Most of my life, I have not taken part in the Jewish community. I was born in Iran during the revolution and was heavily influenced by the Islamic regime. To this day, the Muslim call to prayer and wearing a scarf on my head bring me comfort and a longing for something long ago. Once I came to America, my Iranian/Iraqi mother remarried a Greek man and we participated in many Greek Orthodox holidays and rituals. The Greek Orthodox church in Greece and Queens, NY is where I socialized as a teenager well into my early 20’s. And then there was that year I studied in India where I was greatly comforted by Buddhism and had learned from Buddhist monks. I was born a Jew and both my parents are Jewish. But it was really the influences of Islam, Christianity and Buddhism that have built me up in some way and have woven themselves into my adult life.

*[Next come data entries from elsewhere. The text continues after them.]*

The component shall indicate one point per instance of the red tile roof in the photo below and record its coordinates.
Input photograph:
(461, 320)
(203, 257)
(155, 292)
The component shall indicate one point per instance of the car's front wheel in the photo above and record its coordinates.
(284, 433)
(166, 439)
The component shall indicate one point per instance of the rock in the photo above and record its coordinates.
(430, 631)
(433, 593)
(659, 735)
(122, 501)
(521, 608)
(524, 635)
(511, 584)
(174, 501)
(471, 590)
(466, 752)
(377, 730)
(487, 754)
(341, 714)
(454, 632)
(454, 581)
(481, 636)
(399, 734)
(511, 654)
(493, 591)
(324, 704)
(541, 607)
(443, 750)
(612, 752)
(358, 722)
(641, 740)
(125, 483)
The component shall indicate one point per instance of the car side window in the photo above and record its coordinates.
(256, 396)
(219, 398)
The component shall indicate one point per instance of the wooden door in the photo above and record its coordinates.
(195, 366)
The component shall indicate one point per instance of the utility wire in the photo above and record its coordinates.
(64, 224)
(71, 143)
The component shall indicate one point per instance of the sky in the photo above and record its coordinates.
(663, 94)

Now I am at Congregration Shomrei Emunah and I’m hoping to build my Jewish roots here. I am hoping to plant myself deep into a community where my family and mixed marriage status is accepted. I’m hoping this community will enlighten my husband and me and help us to access the better part of ourselves to do good in the world. I am hoping my son learns about Judaism so that for all his life he can access it to bring him enlightenment, happiness and community. For these reasons, and also because we just moved into a new house with little furniture and plenty of space, I decided to host a Taste of Shabbat.
As I was shleping endless folding chairs and prayer books from the synagogue to my car and finally into my house, I felt excited and nervous. There was no telling how many people would come, if my set up was sufficient and if I had bought enough plastic plates and cutlery. I started to worry and ask myself why I had volunteered to do this. And that brought me to the question of how will a social gathering like Taste of Shabbat increase my personal experience as a Jewish person?

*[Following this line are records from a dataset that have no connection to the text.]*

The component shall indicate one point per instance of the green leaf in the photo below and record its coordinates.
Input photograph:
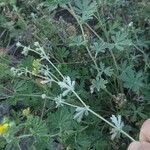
(132, 80)
(80, 112)
(76, 41)
(85, 9)
(100, 46)
(106, 70)
(99, 83)
(121, 41)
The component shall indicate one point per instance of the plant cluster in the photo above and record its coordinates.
(74, 74)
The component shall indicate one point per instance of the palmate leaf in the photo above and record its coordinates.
(99, 83)
(85, 9)
(132, 80)
(121, 41)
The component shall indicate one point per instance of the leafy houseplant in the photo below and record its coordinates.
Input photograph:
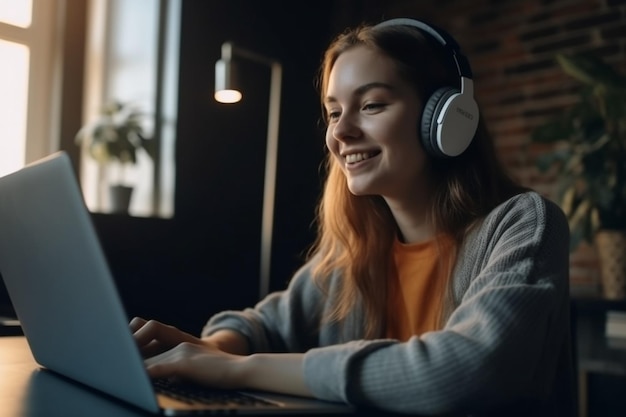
(114, 139)
(589, 156)
(590, 151)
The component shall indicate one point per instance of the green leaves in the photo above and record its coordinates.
(116, 135)
(589, 149)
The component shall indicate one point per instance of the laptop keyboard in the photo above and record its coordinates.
(193, 394)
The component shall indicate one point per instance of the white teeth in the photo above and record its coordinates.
(357, 157)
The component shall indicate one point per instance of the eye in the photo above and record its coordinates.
(373, 107)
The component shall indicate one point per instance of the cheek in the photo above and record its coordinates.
(331, 143)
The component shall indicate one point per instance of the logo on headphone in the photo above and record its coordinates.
(465, 113)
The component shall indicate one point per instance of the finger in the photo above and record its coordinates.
(136, 323)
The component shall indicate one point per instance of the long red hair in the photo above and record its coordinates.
(356, 233)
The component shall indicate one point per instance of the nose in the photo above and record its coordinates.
(345, 128)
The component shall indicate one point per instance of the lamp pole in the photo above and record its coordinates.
(271, 156)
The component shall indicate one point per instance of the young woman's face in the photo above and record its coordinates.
(373, 117)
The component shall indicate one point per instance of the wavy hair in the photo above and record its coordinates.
(356, 233)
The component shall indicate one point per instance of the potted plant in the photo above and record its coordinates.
(589, 157)
(113, 140)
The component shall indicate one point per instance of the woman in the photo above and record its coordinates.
(436, 284)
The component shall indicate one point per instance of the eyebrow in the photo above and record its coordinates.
(363, 89)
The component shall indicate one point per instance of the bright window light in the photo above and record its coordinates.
(13, 104)
(16, 12)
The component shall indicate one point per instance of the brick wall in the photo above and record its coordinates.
(511, 46)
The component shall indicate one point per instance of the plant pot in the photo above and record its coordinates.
(611, 248)
(120, 196)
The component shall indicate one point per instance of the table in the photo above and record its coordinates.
(598, 359)
(27, 390)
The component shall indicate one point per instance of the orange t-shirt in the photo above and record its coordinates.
(415, 289)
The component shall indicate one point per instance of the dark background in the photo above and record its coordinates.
(206, 259)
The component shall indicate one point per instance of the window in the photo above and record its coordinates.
(29, 75)
(132, 57)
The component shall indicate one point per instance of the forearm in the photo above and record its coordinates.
(275, 372)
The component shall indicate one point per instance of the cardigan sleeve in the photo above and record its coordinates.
(284, 321)
(499, 346)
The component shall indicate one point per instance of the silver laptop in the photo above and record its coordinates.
(64, 295)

The actual night went very well. Just the right number of people came, the Shomrei band played beautifully, the prayers rolled off our tongues as we sang most of them and my set up worked just fine. I got many compliments on my new home, my extended family got to meet many of the congregants I love and respect. My son enjoyed himself because many children were in attendance and he had play friends. It all went just fine. And then it was over before I knew it. And what was I left with?
Once the Taste of Shabbat was over, my family and I cleaned up the house, went to bed rather exhausted and woke up the next morning feeling very happy. Our spirits were up, no one was too tired, everyone was chatty and happy to be with the other. This happiness extended into the week. We simply felt happy.
I think the Taste of Shabbat brought us happiness because we felt more bonded to the congregants of Shomrei. The synagogue community came to us, filled our home with prayer, important rituals and a sense of care that one doesn’t always experience in their day to day. When congregant after congregant took time to drive to my residence, bring food, learn more about my family and I it makes us feel valuable. It reinforces that my family and I are part of something bigger than ourselves and we are connected to others. And this brings immeasurable happiness that I believe is what religion, spirituality and ultimately being Jewish is all about.